The market reactions to the four MCO events are different. The first announcement of MCO is under more strict government regulation. Investors can overhaul their stock portfolios, choosing larger-scale but younger companies that belong to the healthcare industry to minimize the adverse effects of MCO considering the COVID-19 pandemic and, in the process of gradual deregulation, choosing subindustry that belongs to healthcare provider industry, whose market reaction is better than others. Although many countries have adopted similar measures to control the spread of the epidemic, these countries have also paid the price of painful economic stagnation or retrogression. In this regard, market participants are divided on whether the Malaysian government authorities will take this measure. Once the order of MCO on March 16, 2020, comes into effect, this panic spreads quickly to the whole stock market. Investors behaved irrationally, and the price of stocks fell dramatically. Investors’ overreaction can be explained in the context of the lockdown order [38].

However, after the first MCO, the market participants gradually returned to normal with the following events. On the one hand, the stricter lockdown order causes an economic disruption and a negative shock on the stock performance generally. On the other hand, the demand for health care is increasing as the policy has released a signal of severe infection. Meanwhile, the expectation of strict lockdown order has been formed and stable among investors. Nevertheless, the stock price fluctuation also depends on the company's characteristics. The event effect is more pronounced in mature small healthcare companies, which belong to the pharmaceutical subindustry. Meanwhile, large-scale companies have an advantage over small-scale companies in coping strategies and capital reserves. Referring to the demand surge of medical items in disease outbreaks [12], the subsequent three extensions of MCOs have positively impacted the stock returns of healthcare companies in Malaysia. In the following events, the policy shock has less impact than the first announcement. The sample companies also have more experience in responding to lockdown orders and stabilizing stock prices. Last but not least, the spread of COVID-19 is partly controlled by the first lockdown order, somehow mitigating the negative impacts of pandemics. Before the MCO announcements, the market had even formed expectations, and the trading behavior returned to rationality. The investors regard the news of the lockdown positively and ultimately reflected on the stock return indices, and they can take steps before trading during the lockdown period, especially in the early phase of lockdown, to avoid the volatility of stocks. Furthermore, the stock market has positively affected the announcement of lockdown after the first event, and demand factors are more critical than other disruptions for the Malaysian healthcare sector.
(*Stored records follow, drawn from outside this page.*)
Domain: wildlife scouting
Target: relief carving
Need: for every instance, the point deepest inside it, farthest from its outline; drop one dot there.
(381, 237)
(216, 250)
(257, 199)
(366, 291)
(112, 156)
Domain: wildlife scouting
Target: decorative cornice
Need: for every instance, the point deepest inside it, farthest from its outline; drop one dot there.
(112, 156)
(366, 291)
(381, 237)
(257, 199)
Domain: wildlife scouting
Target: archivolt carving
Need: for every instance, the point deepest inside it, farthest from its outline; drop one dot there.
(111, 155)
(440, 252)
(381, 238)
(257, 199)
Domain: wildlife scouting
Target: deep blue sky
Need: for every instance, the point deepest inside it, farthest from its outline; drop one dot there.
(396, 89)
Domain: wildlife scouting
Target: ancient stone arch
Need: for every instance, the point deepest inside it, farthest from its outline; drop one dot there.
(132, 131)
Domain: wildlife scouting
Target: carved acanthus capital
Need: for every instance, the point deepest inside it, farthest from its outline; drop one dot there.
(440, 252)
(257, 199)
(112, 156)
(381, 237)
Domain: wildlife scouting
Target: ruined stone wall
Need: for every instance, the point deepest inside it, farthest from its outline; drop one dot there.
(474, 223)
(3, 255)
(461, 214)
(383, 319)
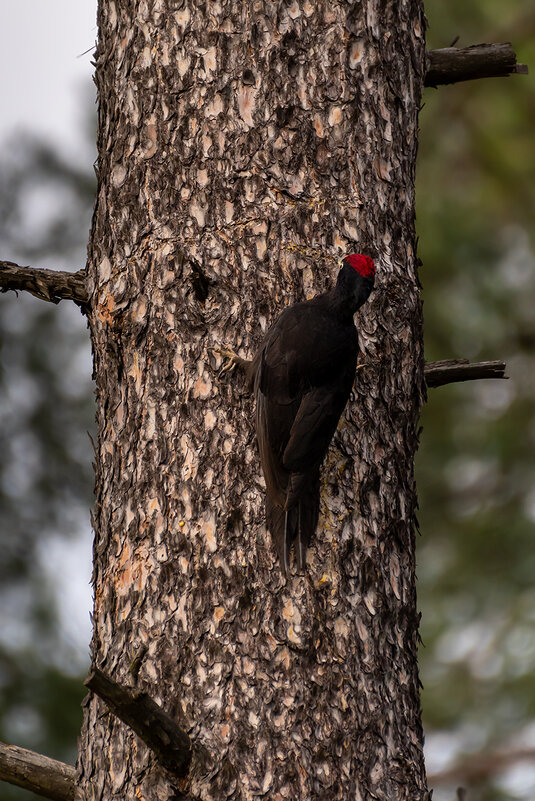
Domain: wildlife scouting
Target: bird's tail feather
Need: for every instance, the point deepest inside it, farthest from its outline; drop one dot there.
(294, 525)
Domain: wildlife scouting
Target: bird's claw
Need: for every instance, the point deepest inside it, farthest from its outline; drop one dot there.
(230, 359)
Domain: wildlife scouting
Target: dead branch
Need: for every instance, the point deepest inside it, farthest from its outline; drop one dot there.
(37, 773)
(50, 285)
(169, 743)
(455, 64)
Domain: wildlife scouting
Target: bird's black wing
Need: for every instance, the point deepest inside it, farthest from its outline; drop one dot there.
(315, 423)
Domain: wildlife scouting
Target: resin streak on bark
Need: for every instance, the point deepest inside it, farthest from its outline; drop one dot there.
(236, 138)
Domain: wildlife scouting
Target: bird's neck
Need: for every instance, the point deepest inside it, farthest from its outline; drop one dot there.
(340, 304)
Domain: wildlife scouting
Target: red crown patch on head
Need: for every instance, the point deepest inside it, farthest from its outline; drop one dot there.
(362, 264)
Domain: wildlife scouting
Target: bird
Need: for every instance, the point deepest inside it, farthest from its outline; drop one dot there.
(302, 375)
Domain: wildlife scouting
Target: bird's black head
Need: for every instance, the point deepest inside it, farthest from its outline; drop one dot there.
(356, 279)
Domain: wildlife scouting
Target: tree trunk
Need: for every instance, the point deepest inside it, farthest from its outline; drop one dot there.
(244, 147)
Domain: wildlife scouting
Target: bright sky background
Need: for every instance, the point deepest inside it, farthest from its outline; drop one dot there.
(46, 84)
(46, 89)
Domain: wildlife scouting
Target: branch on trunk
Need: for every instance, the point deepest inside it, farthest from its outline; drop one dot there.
(449, 371)
(454, 64)
(37, 773)
(51, 285)
(169, 743)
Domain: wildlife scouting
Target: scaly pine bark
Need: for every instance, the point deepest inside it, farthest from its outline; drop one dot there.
(243, 148)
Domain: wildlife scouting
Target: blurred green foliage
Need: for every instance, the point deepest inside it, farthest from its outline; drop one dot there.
(475, 468)
(46, 408)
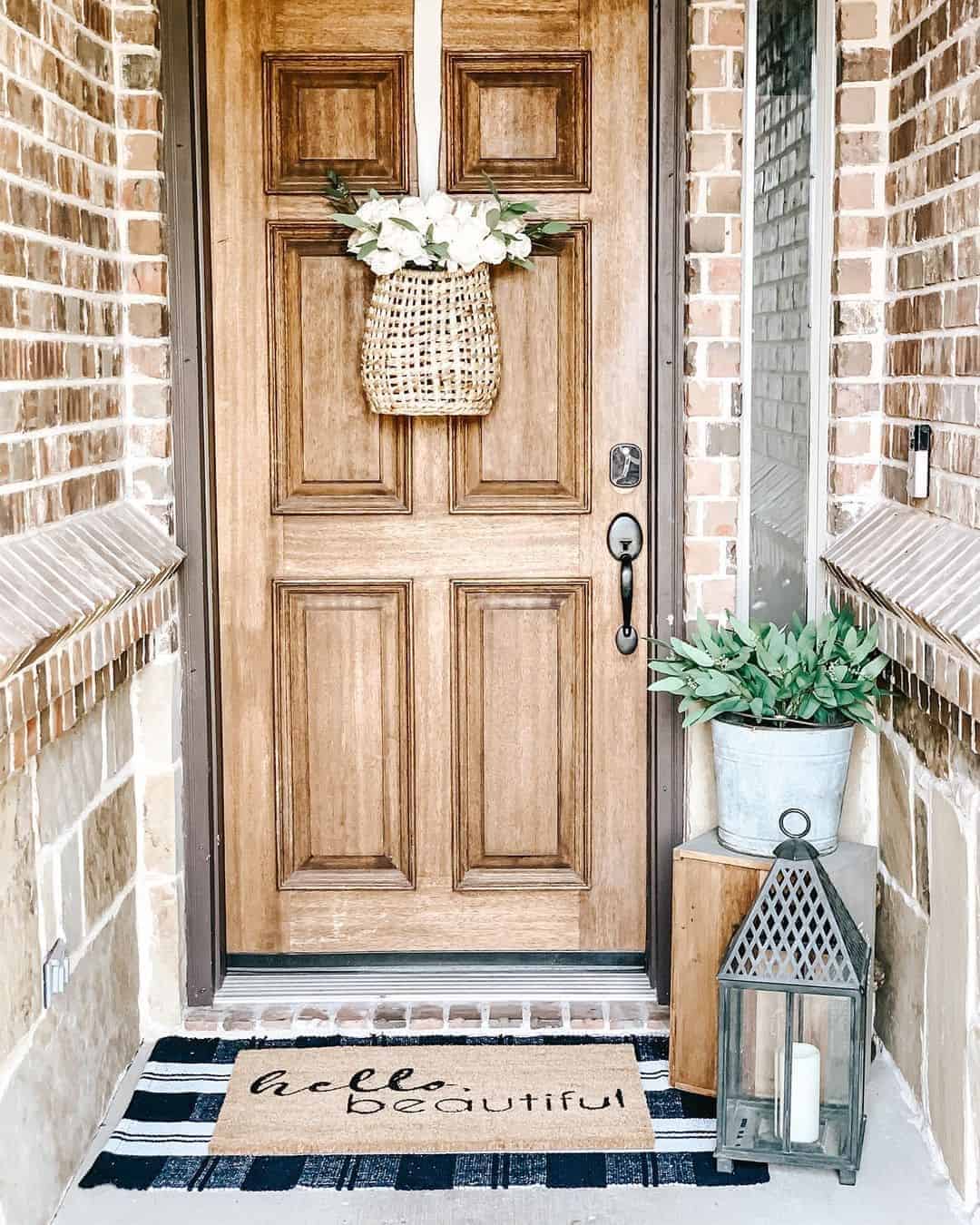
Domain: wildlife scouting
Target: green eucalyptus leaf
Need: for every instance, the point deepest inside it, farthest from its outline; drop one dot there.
(669, 685)
(353, 222)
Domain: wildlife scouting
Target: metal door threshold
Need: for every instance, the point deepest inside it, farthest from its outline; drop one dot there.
(482, 984)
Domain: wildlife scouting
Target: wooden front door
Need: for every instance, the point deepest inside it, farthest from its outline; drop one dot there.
(430, 740)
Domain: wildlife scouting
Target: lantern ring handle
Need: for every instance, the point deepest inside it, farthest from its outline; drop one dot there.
(800, 812)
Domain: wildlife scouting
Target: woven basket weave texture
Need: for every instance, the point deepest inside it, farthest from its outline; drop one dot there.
(430, 345)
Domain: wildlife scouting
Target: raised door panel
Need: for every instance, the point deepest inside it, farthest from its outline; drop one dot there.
(345, 735)
(331, 454)
(521, 704)
(521, 119)
(532, 452)
(347, 113)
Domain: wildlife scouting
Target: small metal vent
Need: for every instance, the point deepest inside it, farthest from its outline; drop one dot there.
(798, 931)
This paper has several limitations, one of which is that since COVID-19 is still ongoing, we have only studied the short-term impact on the market reaction of listed Malaysia healthcare companies, excluding unlisted ones. Other events are happening during the pandemic, such as tax reduction policy and cut to interest rates, and these are also suggestions for future research. Another limitation is the slackness of data, and this paper did not study sociodemographic variables in terms of investors, such as age, gender, financial literacy, and stock market experience.

Data Availability

The sample data selected in this article are listed healthcare industry companies in Bursa Malaysia. The database we used for this study is FTSE Bursa Malaysia KLCI (FBMKLCI).

Conflicts of Interest

The authors declare that they have no conflicts of interest.

Acknowledgments

This study was supported by the Philosophy and Social Sciences in Jiangsu Province 2022SJYB1559.